Scaling and spatial patterns of species co-occurrence in a rocky intertidal meta-community

Background/Question/Methods

Biotic interactions are recognized as significant determinants of community structure, but the degree to which these interactions influence species distributions is largely unknown. Classic ecological theory states that species interactions are only relevant at local scales (i.e. climate determines distributions) and only under certain environmental conditions (environmental stress models). However, recent empirical and theoretical work have challenged these paradigms, suggesting that ignoring interactions could lead to serious mischaracterization of future communities. A critical, but often overlooked, question is not simply if, but when and where interactions influence species distributions. Characterizing all interactions in diverse systems is unrealistic.

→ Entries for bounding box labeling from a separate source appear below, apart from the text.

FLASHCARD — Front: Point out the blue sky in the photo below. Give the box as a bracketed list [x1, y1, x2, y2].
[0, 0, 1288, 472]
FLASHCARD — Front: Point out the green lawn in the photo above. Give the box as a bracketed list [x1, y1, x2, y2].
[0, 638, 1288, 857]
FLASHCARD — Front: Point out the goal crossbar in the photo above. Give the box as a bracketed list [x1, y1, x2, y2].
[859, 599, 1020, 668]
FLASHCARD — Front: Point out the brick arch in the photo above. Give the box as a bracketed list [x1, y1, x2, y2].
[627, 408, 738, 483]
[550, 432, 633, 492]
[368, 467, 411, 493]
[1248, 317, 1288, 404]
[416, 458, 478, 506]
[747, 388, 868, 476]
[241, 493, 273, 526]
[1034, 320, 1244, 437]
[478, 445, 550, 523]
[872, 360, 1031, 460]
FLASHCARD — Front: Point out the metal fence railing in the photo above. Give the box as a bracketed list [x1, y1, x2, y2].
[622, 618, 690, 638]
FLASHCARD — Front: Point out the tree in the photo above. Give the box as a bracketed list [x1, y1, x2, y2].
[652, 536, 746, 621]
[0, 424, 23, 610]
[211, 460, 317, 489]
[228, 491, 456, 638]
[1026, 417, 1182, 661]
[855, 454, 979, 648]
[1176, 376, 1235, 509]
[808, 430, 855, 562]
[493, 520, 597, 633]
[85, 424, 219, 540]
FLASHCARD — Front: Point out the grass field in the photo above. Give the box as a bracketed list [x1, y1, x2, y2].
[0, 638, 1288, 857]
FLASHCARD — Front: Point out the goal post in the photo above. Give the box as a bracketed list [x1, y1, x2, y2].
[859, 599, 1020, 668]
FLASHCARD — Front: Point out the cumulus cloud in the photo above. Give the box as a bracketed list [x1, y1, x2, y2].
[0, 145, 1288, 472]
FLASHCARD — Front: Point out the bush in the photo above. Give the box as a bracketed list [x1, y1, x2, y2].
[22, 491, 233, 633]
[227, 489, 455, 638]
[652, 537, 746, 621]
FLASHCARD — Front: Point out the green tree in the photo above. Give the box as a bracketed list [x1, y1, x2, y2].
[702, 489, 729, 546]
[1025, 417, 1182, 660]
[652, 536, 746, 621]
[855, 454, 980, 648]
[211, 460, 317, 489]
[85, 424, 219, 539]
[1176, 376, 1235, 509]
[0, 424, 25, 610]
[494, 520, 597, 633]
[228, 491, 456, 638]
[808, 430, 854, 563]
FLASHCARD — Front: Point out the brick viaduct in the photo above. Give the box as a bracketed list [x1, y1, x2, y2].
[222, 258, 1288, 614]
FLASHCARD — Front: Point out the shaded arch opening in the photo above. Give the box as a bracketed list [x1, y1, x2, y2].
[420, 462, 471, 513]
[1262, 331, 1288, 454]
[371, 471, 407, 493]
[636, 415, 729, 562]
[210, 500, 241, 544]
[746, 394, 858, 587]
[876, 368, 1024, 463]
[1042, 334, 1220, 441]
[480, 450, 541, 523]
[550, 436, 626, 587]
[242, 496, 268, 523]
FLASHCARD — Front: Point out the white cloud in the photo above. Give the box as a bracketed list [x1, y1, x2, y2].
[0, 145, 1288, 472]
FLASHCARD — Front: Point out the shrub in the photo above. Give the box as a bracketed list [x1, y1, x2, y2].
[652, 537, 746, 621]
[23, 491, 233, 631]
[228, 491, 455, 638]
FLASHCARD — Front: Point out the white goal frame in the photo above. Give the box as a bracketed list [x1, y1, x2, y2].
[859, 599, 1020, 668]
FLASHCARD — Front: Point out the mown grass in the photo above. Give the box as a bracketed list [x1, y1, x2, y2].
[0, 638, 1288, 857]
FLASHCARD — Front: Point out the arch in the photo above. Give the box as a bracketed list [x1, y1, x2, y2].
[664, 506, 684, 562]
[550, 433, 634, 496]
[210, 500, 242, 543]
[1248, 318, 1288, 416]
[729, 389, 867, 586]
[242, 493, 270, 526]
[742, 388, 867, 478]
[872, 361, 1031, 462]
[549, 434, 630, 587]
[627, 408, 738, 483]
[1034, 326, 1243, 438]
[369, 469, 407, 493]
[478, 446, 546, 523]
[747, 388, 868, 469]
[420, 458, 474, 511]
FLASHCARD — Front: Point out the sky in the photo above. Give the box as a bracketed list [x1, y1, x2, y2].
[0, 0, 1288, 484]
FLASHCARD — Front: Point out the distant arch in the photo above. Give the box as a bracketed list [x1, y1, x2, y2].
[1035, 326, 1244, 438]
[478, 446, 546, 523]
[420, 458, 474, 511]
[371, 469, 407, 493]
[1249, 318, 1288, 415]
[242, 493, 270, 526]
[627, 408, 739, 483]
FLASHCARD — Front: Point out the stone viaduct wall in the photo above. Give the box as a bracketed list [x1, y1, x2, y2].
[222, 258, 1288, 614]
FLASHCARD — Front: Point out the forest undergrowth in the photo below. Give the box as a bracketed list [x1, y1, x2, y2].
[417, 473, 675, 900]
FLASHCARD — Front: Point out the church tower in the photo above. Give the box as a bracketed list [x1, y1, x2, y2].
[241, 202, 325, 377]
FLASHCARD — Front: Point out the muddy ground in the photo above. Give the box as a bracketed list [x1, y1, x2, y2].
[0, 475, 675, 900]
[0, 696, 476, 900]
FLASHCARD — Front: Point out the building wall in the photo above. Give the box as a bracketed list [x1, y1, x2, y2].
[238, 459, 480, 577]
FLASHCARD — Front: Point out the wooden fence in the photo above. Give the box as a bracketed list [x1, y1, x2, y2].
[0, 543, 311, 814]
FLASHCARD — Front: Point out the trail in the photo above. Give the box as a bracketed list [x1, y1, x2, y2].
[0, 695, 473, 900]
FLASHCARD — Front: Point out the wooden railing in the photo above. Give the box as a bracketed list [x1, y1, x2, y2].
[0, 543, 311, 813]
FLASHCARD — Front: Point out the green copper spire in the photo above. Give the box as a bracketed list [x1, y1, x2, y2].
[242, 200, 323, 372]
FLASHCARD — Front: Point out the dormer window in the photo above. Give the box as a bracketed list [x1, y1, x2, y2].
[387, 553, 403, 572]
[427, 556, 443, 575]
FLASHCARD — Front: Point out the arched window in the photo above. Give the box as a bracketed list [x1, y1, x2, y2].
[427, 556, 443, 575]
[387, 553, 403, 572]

Instead, we used observational data from a diverse coastal ecosystem and employed a Bayesian null model approach to detect overall and pairwise spatial segregation or aggregation of species occurrences. This approach allowed us to test hypothesis-driven patterns in species distributions in whole communities. We conducted hierarchical, spatially-explicit low-zone rocky intertidal community surveys spanning 600 km of the Oregon coast, at sites with varied oceanographic conditions and wave regimes. This study was used to test (1) the signal of biotic interactions (co-occurrences) from the hyper-local (centimeter) to regional (kilometer) scale, and (2) whether these patterns of species co-occurrence changed in different environmental contexts.

Results/Conclusions

Patterns of species co-occurrence changed with spatial scale. Whole-community indices indicated deviation from random co-occurrence at small spatial scales (centimeters – meters; p < 0.05), but not at larger scales (site – region; p > 0.05). Pairwise patterns of aggregation and separation differed across scale, with more aggregated species pairs at the regional scale (linear model, p < 0.05). Aggregation/separation has been traditionally interpreted as indicative of positive/negative interactions respectively, but could indicate habitat or environmental filtering.

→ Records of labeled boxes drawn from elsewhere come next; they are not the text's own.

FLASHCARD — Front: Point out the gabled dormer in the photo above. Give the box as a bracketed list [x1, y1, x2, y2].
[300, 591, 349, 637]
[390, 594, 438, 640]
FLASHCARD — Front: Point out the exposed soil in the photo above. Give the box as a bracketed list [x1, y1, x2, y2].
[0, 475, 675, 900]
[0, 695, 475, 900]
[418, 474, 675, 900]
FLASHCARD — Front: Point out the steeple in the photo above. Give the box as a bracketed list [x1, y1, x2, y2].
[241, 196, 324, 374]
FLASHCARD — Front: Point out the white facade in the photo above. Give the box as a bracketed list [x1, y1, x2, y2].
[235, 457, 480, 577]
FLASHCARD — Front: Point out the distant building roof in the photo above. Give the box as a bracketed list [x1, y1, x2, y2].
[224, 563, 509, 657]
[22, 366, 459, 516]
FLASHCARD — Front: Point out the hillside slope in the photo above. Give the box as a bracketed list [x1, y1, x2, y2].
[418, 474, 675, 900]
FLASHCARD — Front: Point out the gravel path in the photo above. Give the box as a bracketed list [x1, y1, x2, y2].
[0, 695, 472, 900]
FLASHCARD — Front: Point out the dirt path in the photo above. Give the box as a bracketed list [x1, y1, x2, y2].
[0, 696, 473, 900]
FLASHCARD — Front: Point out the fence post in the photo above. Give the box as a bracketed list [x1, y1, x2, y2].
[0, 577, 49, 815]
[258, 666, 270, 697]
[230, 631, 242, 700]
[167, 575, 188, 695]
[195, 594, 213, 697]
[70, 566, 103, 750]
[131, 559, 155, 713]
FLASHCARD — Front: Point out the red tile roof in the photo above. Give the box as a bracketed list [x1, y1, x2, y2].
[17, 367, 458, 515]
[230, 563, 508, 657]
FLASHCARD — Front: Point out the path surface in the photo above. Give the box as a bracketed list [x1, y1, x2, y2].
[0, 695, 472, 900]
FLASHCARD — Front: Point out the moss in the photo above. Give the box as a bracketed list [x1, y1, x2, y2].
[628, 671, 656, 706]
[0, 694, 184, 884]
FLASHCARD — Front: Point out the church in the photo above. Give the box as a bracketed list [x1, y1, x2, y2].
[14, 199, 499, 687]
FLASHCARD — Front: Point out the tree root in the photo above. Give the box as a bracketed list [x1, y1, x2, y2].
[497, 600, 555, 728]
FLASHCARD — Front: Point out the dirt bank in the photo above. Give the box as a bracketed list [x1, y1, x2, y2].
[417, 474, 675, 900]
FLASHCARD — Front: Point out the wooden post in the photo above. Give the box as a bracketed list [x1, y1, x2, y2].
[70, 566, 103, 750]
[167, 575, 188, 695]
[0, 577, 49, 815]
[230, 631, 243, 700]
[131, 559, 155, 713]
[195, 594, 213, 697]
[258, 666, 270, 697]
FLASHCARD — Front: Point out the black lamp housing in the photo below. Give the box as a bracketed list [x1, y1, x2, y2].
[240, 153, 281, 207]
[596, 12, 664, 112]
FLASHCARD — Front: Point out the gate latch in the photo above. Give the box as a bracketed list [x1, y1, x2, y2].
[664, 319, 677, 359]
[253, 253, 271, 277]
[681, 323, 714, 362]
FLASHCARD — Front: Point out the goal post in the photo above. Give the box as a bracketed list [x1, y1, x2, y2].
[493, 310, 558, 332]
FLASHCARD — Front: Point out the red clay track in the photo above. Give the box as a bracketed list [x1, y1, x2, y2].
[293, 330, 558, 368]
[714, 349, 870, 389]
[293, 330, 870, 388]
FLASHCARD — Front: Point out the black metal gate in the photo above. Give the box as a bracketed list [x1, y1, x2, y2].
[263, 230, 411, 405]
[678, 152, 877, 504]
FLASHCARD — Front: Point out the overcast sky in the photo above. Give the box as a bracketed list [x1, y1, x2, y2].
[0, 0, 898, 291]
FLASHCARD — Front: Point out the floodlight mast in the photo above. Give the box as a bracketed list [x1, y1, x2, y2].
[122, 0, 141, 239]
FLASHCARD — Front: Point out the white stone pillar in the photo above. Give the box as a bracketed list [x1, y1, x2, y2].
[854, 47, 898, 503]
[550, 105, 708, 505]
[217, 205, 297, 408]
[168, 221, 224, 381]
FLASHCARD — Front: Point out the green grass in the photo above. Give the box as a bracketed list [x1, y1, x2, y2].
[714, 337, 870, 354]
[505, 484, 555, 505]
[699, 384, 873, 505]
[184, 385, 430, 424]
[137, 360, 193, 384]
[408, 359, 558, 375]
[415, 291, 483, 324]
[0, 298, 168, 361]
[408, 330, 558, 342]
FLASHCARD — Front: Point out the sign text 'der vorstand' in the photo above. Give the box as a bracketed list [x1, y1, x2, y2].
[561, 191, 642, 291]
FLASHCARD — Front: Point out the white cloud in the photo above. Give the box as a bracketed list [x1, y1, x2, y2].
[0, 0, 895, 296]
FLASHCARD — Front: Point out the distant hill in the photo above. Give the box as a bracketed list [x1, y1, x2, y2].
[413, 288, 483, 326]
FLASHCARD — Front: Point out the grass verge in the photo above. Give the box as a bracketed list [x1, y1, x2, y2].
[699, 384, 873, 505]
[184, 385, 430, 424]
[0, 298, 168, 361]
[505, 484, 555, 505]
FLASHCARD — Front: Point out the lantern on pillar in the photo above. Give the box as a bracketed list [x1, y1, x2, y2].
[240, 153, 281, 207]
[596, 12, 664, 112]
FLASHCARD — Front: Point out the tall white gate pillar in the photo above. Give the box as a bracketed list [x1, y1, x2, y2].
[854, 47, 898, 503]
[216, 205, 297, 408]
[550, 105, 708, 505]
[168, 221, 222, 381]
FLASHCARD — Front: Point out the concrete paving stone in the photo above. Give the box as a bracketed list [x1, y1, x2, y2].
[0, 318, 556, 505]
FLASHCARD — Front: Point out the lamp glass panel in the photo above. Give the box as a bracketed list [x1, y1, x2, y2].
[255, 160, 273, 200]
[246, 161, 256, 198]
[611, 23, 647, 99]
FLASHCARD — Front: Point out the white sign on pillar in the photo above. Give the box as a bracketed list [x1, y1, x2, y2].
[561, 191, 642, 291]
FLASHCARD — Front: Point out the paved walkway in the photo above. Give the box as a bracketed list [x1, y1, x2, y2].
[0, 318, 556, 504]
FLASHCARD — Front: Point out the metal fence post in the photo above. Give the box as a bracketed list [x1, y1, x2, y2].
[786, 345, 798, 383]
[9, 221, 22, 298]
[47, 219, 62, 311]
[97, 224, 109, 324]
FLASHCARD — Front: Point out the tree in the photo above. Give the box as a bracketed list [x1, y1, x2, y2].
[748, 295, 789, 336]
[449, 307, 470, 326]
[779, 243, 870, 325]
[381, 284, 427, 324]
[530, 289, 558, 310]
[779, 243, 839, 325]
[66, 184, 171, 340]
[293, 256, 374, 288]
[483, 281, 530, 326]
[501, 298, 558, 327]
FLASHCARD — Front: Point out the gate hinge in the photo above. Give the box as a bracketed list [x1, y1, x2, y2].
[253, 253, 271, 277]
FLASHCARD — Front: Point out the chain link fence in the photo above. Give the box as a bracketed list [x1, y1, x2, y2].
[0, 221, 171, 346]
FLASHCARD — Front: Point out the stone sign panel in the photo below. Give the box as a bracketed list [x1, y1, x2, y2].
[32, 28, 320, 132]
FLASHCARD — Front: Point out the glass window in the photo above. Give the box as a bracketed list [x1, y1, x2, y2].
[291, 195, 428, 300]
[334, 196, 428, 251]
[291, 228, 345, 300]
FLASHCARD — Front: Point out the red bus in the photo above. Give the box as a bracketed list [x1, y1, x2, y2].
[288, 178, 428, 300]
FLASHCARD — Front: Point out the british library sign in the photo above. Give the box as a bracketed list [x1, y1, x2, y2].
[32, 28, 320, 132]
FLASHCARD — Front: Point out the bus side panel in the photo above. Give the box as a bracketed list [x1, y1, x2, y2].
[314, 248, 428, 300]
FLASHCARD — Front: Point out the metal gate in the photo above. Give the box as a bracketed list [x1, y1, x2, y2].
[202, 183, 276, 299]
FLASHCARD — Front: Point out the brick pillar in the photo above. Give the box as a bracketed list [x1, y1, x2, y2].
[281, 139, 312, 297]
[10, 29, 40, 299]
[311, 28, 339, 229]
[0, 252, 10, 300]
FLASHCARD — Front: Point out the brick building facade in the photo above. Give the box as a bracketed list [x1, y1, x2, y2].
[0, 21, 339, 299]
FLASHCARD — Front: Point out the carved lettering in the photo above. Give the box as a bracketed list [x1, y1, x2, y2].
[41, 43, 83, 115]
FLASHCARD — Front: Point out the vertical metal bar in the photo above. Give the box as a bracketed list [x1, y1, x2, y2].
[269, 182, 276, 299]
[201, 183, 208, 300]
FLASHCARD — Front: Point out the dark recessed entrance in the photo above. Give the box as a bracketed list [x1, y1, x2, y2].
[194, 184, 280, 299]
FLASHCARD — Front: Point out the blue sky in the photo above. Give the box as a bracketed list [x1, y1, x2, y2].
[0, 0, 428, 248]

Thus, we also explored whether species co-occurrence patterns differed across environmental conditions. Whole-community indices showed departure from random co-occurrence patterns among sites that differ in regional oceanography (p < 0.05). Additionally, the ratio of pairwise negative to positive interactions (less than/greater than expected) was marginally different across sites (p < 0.06). Contrary to environmental stress model predictions, co-occurrences did not differ across wave-exposed and wave-protected sites (p > 0.05).

Ultimately, this research aims to discern the influence of spatial scale and environmental controls on biotic interactions in the context of climate change. These preliminary results suggest that empirical patterns of species co-occurrence are dependent on scale of observation and environmental context, challenging the traditional model that large-scale species distributions are unrelated to local processes.